The first time I felt this was on the track T.I.M.E. where the Time soundtrack from the film Inception by Hans Zimmer and Johnny Marr is mixed with the vocals from YMCA by the village people. At first listen this is a surreal comedic mix of stupidity. But by the mid point of the song the dramatic music enhances the lyrics about a man struggling in his life over his identity. It adds a weight that was always in the lyrics of the YMCA but left as a sideline to the disco beat. By putting it front and center Neil Cicierega changes the listeners perspective on a song we have all heard countless times.
It’s this changing in perspective that makes this album so special. Even if it wasn’t his intention, Mouth Moods has a subtext that asks a music fan some hard questions. Why do you like what you like and hate other things? Why shouldn’t all music be respected to the same level? And if that’s true what level should it be respected? By being serious about not taking music seriously he shows it, and all art, for what it really is; essential to the human existence and yet also completely useless.
It’s an album that could only exist in the modern day. Created with help from the internet, and distributed and influenced by it, Mouth Moods is a perfect reflection of it in all its creativity and sillynes. It can be profound and profoundly stupid.

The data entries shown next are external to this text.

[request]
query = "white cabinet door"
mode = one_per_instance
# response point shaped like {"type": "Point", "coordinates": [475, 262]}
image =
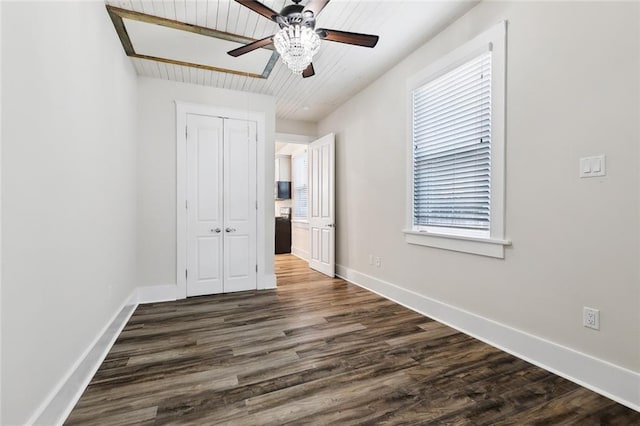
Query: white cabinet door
{"type": "Point", "coordinates": [205, 222]}
{"type": "Point", "coordinates": [240, 257]}
{"type": "Point", "coordinates": [322, 204]}
{"type": "Point", "coordinates": [221, 200]}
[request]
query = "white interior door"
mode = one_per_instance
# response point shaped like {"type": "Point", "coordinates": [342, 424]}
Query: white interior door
{"type": "Point", "coordinates": [205, 223]}
{"type": "Point", "coordinates": [240, 205]}
{"type": "Point", "coordinates": [322, 229]}
{"type": "Point", "coordinates": [221, 205]}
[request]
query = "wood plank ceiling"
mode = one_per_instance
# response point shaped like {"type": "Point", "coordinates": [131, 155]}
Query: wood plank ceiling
{"type": "Point", "coordinates": [341, 70]}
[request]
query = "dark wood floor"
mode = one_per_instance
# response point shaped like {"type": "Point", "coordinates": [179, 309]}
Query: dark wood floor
{"type": "Point", "coordinates": [320, 351]}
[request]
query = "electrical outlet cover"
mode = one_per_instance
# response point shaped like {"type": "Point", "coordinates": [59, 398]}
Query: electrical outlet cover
{"type": "Point", "coordinates": [591, 318]}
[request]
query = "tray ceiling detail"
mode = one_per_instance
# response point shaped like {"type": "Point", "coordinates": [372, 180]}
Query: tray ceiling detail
{"type": "Point", "coordinates": [187, 41]}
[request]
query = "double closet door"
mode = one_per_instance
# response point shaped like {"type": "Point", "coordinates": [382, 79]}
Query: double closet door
{"type": "Point", "coordinates": [221, 205]}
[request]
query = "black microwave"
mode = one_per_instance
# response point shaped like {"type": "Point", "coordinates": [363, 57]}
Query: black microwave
{"type": "Point", "coordinates": [283, 190]}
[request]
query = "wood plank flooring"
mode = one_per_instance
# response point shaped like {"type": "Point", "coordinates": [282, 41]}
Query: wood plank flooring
{"type": "Point", "coordinates": [320, 351]}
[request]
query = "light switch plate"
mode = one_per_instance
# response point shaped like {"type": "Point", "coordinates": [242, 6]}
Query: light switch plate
{"type": "Point", "coordinates": [593, 166]}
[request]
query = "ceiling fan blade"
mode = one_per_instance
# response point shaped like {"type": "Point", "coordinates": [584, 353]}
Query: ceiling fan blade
{"type": "Point", "coordinates": [309, 71]}
{"type": "Point", "coordinates": [260, 8]}
{"type": "Point", "coordinates": [315, 6]}
{"type": "Point", "coordinates": [365, 40]}
{"type": "Point", "coordinates": [251, 46]}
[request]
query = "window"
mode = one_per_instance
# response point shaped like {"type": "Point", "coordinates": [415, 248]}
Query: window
{"type": "Point", "coordinates": [300, 188]}
{"type": "Point", "coordinates": [457, 149]}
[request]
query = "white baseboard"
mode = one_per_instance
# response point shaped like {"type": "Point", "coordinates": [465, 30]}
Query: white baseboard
{"type": "Point", "coordinates": [267, 282]}
{"type": "Point", "coordinates": [614, 382]}
{"type": "Point", "coordinates": [302, 254]}
{"type": "Point", "coordinates": [61, 400]}
{"type": "Point", "coordinates": [158, 293]}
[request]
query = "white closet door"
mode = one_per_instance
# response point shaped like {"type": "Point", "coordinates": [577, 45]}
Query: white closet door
{"type": "Point", "coordinates": [204, 197]}
{"type": "Point", "coordinates": [240, 205]}
{"type": "Point", "coordinates": [322, 205]}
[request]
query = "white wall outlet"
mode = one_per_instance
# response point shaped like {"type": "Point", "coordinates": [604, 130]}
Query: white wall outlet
{"type": "Point", "coordinates": [593, 166]}
{"type": "Point", "coordinates": [591, 318]}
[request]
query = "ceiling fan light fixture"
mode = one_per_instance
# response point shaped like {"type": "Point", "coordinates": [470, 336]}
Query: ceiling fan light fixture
{"type": "Point", "coordinates": [296, 45]}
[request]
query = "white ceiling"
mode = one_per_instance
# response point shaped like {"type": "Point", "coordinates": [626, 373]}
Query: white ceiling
{"type": "Point", "coordinates": [341, 70]}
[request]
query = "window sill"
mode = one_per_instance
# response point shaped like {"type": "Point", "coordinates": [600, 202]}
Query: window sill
{"type": "Point", "coordinates": [490, 247]}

It reflects a meme culture which is becoming increasing prevalent and a generation of people who have grown up in a world where information and art is easily accessible.
By sampling music from across his life Neil Ciciergra has created a sounscape that will stay timeless to anyone growing up over the past 30 years. A nostalgic trip that both trolls and delights you in equal measure. I haven’t had more fun listening to an album this year and yet I’m still finding more things to like about it. The haters are deluded. This is the Album of 2017; maybe not the one you want but the one the year deserves.